Dutch Oven Chicken Recipes, Part III

Spicy Roast Chicken

I did something very similar to this a few months ago on a turkey, and it was phenomenal. My whole family loved it. It's a very very simple dish. It only takes a few minutes and a few ingredients to prepare it (once the chicken itself is thawed). All you do is prepare a rub (more of a spice and flavoring paste, really, and cover the chicken in it. It really is basic dutching at its finest. Of course, the results taste far from basic. That's the beauty of it!

I'm particularly proud of this one, because even though it's based on some things that are pretty common, like basic Jerk Chicken, it's my own combination.

Dutch Oven Spicy Roast Chicken

12” deep Dutch Oven 14-15 coals, each, above and below

1 5lb Chicken, thawed, patted dry. 1 Onion, sliced 4-5 green onions, sliced ½ Tbsp Cayenne Pepper ½ Tbsp Paprika ½ Tbsp Salt ½ Tbsp Pepper ½ Tbsp Cumin Powder ½ Cup Chopped Fresh Cilantro 4-5 green onions, sliced Zest of 1 lemon Juice of 1 Lemon Olive Oil
OK, here's how you do it! Follow these steps in this chicken recipe and you'll really wow them.

First, I thawed the chicken, patted it dry, etc. One thing I like to do with poultry is to take a fork or sharp knife and poke holes in the skin, to allow more of the spice flavor to seep into the meat. I put the chicken, breast side up, in the bottom of the 12” deep dutch oven. I don't know if it would have fit in a shallow. I didn't check, to be honest...

Then I took the onions and the green onions and scattered them around the sides.

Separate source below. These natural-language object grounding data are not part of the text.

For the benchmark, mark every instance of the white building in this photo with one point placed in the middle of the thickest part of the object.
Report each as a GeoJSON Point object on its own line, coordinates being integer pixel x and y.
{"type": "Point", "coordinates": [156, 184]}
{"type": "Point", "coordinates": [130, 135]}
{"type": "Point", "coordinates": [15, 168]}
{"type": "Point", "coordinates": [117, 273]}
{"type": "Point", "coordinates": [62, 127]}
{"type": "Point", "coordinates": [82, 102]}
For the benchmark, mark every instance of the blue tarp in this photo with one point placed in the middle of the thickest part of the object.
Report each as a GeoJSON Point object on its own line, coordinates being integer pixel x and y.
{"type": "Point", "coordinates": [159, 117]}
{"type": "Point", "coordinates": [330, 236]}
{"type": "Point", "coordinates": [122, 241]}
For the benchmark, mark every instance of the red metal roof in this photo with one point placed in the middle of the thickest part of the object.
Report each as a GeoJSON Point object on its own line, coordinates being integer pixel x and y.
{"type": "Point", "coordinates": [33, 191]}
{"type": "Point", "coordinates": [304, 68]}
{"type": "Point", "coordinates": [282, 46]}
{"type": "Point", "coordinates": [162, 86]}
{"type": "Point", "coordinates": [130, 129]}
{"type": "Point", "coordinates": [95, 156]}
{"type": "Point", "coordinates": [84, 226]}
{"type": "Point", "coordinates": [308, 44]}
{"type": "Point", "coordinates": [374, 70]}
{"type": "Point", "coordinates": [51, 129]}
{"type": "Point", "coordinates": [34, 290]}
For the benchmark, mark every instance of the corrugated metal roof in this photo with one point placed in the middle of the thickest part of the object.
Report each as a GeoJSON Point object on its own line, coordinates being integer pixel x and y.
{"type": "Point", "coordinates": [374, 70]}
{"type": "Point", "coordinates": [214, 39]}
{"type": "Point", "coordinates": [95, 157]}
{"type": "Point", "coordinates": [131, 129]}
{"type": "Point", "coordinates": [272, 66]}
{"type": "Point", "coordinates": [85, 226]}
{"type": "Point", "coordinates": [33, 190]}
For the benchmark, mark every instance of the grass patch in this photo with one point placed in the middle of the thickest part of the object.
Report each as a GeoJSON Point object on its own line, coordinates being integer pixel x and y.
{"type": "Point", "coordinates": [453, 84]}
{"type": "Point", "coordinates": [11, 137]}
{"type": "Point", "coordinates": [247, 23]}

While the coals were getting hot, I took a little time to make the spice rub/paste. It's simple to do, really. I just mixed all the ingredients in the second set, except the oil. You can adjust them to taste. If you like yours to be a little hotter, with more bite, add more Cayenne, etc... Do it how you like it, or follow what I've got here.

Once those ingredients are all mixed in, and stirred up, I just gradually added a bit of oil, while stirring, just enough to make it like a paste.

Then, I took a fork and smeared that paste all over the top surfaces of the chicken. I covered as much as I could, but I didn't want it to end up on the bottom of the dutch oven.

Then I put it on the coals. Now, you have to keep a side fire going, some extra coals. The ones you start with on your dutch oven are going to go out long before the chicken is done. So, about every 20 minutes or so, you add another 5-10 coals into the side fire. These catch fire from the ones that were in there, still burning before. After about another 20 minutes, you pull some out to supplement those ones that are now burning out. Doing this, you can keep your heat on almost indefinitely.

This chicken took about an hour and a half to reach the internal temperature of about 180. I just used a thermometer stuck in the breast. It's the easiest way to tell if it's done.

Since it's done in the Dutch Oven, it comes out moist and steamed. The spices seep down in, and man, it's great! Probably my favorite roast chicken recipe ever!